In a subset of patients with acute myeloid leukemia, a distal enhancer of the GATA2 gene is translocated to the EVI1 oncogene to drive its expression. Smeenk and colleagues identified a MYB-binding element in the enhancer to be essential for EVI1 transcription. The same site at the nontranslocated allele is not essential for the activation of GATA2. Therefore, MYB knockout as well as MYB-peptidomimetic blockade resulted in downregulation of EVI1 but not of GATA2. Interference with MYB-driven EVI1 transcription provides a potential entry point to target leukemias with a translocated GATA2 enhancer.
IL1RAP Augments Cysteine Metabolism and Metastasis in Ewing Sarcoma
See article, p. 2884.
Cancer cells must overcome anoikis, or detachment-induced cell death, to successfully metastasize. Zhang and colleagues integrated proteomic and acute translatomic screens in 3-D tumor cultures to identify regulators of anoikis, uncovering that distinct oncoproteins upregulate the surface protein IL1RAP. IL1RAP activates cystine uptake by the xCT transporter and facilitates de novo cysteine synthesis by cystathionine-γ-lyase, thereby maintaining cyst(e)ine and glutathione pools for redox homeostasis and anoikis resistance. IL1RAP inactivation triggers anoikis and ferroptosis and impedes lung metastasis of Ewing sarcoma. IL1RAP is minimally expressed in normal tissues, and human anti-IL1RAP antibodies induce potent toxicity of Ewing sarcoma cells.
MCAD Protects GBM Mitochondria from Toxic Lipid Accumulation
See article, p. 2904.
Using an in vivo loss-of-function screen in patient-derived glioblastoma (GBM) models, Puca and colleagues uncovered a novel metabolic dependency on medium-chain acyl CoA dehydrogenase (MCAD), which degrades medium-chain fatty acids in the mitochondria. MCAD loss potently abrogated cell proliferation and tumor growth in human GBM models. Beyond the expected impairment to energetics, which can be mitigated through metabolic shunt pathways, MCAD depletion in GBM models induced mitochondrial failure caused by the acute toxicity of hyperaccumulated fatty acids. Individuals with congenital MCAD deficiency thrive with simple dietary adjustments, and normal brain cells are unaffected by MCAD depletion, suggesting a therapeutically targetable tumor cell-specific dependency in GBM.

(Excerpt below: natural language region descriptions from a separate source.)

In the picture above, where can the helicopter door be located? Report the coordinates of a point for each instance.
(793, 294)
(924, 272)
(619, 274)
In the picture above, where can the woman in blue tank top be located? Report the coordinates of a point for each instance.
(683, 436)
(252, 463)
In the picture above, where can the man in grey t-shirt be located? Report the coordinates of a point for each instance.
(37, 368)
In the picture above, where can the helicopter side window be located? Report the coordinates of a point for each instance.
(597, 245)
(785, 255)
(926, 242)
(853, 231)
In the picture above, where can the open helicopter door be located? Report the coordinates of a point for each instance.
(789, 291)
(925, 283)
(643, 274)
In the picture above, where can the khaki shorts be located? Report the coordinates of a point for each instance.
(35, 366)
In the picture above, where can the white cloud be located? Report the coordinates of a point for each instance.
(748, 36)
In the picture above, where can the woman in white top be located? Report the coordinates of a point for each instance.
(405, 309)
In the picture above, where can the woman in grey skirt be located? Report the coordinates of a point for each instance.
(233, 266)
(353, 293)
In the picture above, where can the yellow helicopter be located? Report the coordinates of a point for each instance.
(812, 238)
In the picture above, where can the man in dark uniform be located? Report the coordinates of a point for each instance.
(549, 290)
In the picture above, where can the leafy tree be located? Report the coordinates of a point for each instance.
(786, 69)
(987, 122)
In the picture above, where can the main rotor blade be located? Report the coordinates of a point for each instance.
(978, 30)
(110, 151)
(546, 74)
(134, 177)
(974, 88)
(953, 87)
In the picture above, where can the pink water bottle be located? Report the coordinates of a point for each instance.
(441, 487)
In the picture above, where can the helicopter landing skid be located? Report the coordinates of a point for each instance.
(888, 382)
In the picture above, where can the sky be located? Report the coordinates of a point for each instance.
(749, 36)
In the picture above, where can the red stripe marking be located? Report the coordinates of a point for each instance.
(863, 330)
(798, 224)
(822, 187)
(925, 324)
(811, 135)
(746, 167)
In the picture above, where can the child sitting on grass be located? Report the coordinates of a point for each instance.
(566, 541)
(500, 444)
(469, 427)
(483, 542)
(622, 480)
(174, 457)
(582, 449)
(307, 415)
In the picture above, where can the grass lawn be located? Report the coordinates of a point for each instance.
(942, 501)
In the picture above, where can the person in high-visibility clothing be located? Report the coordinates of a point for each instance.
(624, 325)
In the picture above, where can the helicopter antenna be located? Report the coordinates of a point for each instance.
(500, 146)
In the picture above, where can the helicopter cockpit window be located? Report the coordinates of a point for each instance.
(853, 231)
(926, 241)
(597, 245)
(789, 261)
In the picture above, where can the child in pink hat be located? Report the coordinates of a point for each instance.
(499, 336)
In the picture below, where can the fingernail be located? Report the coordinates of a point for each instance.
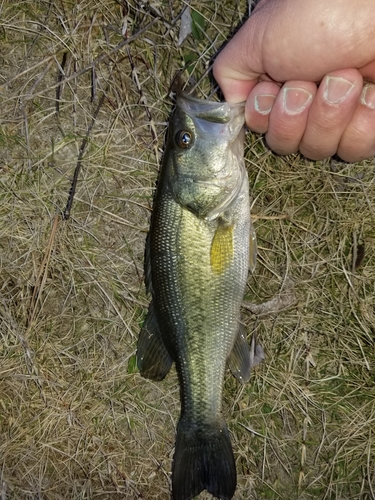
(263, 103)
(295, 99)
(368, 95)
(336, 89)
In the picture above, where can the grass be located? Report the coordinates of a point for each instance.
(75, 421)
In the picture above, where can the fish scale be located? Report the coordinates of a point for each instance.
(197, 261)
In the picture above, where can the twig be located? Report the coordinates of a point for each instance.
(79, 161)
(42, 274)
(143, 101)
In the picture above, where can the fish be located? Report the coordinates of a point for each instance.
(199, 249)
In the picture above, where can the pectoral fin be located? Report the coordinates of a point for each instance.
(242, 358)
(153, 359)
(222, 248)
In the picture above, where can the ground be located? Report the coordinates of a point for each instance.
(90, 83)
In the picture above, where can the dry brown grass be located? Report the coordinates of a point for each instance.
(75, 423)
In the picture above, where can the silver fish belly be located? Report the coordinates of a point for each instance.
(197, 261)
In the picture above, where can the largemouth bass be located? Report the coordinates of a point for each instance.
(197, 260)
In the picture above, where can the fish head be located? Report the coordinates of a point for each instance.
(205, 155)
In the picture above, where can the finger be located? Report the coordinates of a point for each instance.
(259, 105)
(289, 115)
(358, 140)
(330, 113)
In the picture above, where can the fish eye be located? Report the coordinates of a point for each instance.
(184, 139)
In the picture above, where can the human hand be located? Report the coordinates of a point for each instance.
(275, 60)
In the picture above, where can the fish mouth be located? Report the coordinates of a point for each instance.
(217, 194)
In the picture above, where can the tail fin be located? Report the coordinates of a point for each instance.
(203, 459)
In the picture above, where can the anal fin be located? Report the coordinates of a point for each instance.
(153, 359)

AXL Blockade in Macrophages Elicits Potent Antileukemic Immunity
See article, p. 2924.
Acute leukemias are devastating blood cancers that excel at immune evasion and are frequently refractory to adaptive checkpoint therapy. Tirado-Gonzalez and colleagues discovered that leukemic cells effectively blunt the early steps of the immunity cycle by actively engaging the AXL receptor in leukemia-associated macrophages and skewing them toward a tumor-promoting phenotype. Consequently, genetic ablation of AXL in macrophages or its inhibition using a clinical-grade inhibitor leads to effective T and natural killer cell–mediated antileukemic immunity, including in treatment-resistant leukemia. AXL inhibition also synergizes with standard-of-care therapy and confers de novo sensitivity to adaptive checkpoint therapy.